To explore the susceptibility of the mid‐gestation human fetus to SARS‐CoV‐2 infection, we studied multiple fetal tissues at different gestational stages. We initially probed publicly available single‐cell RNA sequencing data from fetal tissues at different developmental stages (10–18 post‐gestational weeks [PCW]). We then validated our findings by exploring gene expression levels of ACE2 and TMPRSS2 via quantitative PCR analysis of the fetal tissues that could be exposed to virus in utero and examined expression at protein level using multicolour immunohistochemistry. This enabled us to explore both expression of proteins implicated in SARS‐CoV‐2 infection and their tissue colocalisation. Finally, we studied amniotic membrane and placental samples of matching developmental stages and at term, to identify potential viral entry points at the maternal–fetal interface.

Methods

Samples and ethics

Human fetal tissues were obtained with consent through the Human Developmental Biology Resource (HDBR; REC 18/LO/0822 – IRAS 244325; Project ID 200568). Fetal samples were obtained from fetuses ranging from 14 to 22 PCW (12–20 post menstrual weeks of gestation). Fetal staging was calculated based on foot length (mm) and referred to as PCW. The tissue library included fetal lung, intestine, kidney, bladder, skin, amniotic membrane and placenta (CV, chorionic villi). Placental samples were obtained at delivery of an uncomplicated, full‐term pregnancy (median 39 weeks PCW, range 38+1 to 39+4) for six patients recruited through the EVERREST Prospective Study as normal controls (National Research Ethics reference 13/LO/1254), NCT02097667 registered 31 October 2013. Tissue staining and RNA expression level was referenced to that of human adult lung controls, commercially obtained from Insight Biotechnology and Takara.
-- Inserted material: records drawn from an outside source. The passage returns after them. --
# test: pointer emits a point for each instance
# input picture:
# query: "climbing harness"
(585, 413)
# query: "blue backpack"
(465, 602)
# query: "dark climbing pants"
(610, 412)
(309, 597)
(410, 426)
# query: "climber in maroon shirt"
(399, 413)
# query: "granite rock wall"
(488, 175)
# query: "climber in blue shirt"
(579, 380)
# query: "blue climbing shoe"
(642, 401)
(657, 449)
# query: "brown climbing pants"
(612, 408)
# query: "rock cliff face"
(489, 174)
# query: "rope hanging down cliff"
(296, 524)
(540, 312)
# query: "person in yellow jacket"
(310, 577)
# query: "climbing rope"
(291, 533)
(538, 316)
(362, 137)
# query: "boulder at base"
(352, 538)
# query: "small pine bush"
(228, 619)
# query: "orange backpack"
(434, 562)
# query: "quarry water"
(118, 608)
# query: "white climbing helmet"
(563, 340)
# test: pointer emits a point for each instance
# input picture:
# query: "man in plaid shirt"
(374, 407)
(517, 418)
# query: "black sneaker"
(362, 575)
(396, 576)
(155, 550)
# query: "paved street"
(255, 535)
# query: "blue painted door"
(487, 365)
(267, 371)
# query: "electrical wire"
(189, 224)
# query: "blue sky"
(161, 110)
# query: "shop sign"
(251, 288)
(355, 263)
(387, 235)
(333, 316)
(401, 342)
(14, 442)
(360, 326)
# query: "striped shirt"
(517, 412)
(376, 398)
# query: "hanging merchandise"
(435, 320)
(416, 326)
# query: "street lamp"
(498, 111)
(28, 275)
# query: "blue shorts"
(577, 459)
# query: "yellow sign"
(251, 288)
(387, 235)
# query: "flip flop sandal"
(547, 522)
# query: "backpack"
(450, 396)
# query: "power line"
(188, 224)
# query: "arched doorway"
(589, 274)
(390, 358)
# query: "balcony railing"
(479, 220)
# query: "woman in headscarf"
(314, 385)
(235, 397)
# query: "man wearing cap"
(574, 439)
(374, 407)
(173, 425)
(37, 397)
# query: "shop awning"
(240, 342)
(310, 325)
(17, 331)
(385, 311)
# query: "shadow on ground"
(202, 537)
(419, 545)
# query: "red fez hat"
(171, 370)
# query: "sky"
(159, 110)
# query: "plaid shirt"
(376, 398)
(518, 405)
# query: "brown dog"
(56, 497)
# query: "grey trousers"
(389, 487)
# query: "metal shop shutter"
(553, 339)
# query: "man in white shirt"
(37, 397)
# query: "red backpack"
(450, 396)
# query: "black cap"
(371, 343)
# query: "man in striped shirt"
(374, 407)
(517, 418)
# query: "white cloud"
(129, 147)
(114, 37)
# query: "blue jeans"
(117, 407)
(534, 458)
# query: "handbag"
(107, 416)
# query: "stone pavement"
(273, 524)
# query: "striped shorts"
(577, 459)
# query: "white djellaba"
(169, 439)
Single‐cell RNA sequencing

Suitable Single‐Cell RNA sequencing datasets were identified in public repositories from broad high‐impact Single‐Cell studies (available at www.proteinatlas.org and https://descartes.brotmanbaty.org/) , . These covered human fetal specimens from multiple gestational ages, as well as human adult reference samples. For the adult data, a normalised count matrix (i.e. TPM normalised) was downloaded, containing samples from different origins, annotated by cell‐type. Fetal data were downloaded as a raw count matrix, with analysis carried out after random sampling of 5000 cells per cell type per organ (in cases where <5000 cells of a given cell type were represented in a given organ, all cells were taken). The sampled data comprise gene count information for 377 456 cells across 15 organs. The data was then CPM‐normalised, and log‐transformed using the Seurat R package (satijalab.org/seurat). A custom R script was then used to extract and plot (using the ggplot2 package by tidyverse, ggplot2.tidyverse.org) the expression data for ACE2 and TMPRSS2 across a range of fetal tissues (adrenal, heart, lung, cerebellum, intestine, muscle, spleen, cerebrum, kidney, pancreas, stomach, eye, liver, thymus and placenta) and time‐points between 10 and 18 PCW.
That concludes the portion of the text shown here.